With domestic container capacity tight, BNSF has seen a “huge percentage increase” in trailers traveling via intermodal as tight trucking capacity pushes more trailers onto rail, William said.
“As domestic container fleets are pretty-well utilized, we are seeing some excess growth coming from our trucking partners,” Williams said.
BNSF Under Pressure
But the shift to more domestic containers and trailer loads has put “isolated pressure” on BNSF’s network this year, Williams said.
Some of that pressure is evident in slowing speeds. BNSF’s average train speed for intermodal fell to a 2018 low of 30.8 miles per hour at the start of September. It has since returned to 32.1 miles per hour.
To be sure, other Western U.S. intermodal carriers such as Union Pacific have also seen intermodal service slow recently. Intermodal’s continued growth will require improving and sustaining train speeds, Williams said.
“We are not happy to see a slight downward trend,” Williams said. “We are proud to have good network velocity.”
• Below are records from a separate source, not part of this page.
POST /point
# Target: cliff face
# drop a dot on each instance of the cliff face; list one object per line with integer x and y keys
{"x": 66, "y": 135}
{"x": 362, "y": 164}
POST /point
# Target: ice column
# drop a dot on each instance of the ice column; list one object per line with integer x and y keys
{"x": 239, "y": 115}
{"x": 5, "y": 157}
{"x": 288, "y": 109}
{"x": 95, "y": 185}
Improving Network Velocity
BNSF aims to improve network velocity through $500 million in capital projects this year. It is adding track capacity at its Gallup, N.M., and Amarillo, Texas, subdivisions, which will allow higher speed intermodal trains to bypass other trains. It also expects to finish up a quadruple track project at its San Bernardino, Calif., center by October.
Included in that amount, BNSF is spending $90 million to add parking and lift equipment to its Alliance intermodal facility near Dallas-Fort Worth, new production track at its Hobart yard in Los Angeles and new track in Stockton, Calif.
BNSF is also testing automated straddle carriers from Finland’s Kalmar at its Kansas City intermodal yard for moving containers. The automated straddle carriers could be in place this year.
“We are positioning for growth and improving network velocity,” Williams said.
As for drayage capacity, Williams said the demographic issue of an aging trucker workforce could impact intermodal. The upshot is that BNSF is working through how to improve turnaround times at its ramps to free up capacity.
Williams said 40,000 drivers are now using its RailPASS app, which automates the process of entering a BNSF facility. Further out, Williams said BNSF is looking at systems that can notify BNSF in advance of a truck’s arrival who the driver is, then automatically transfer that information to the railroad.
“Drayage is a very import ant leg of intermodal capacity,” Williams said. “We need to have right drayage capacity with our intermodal partners.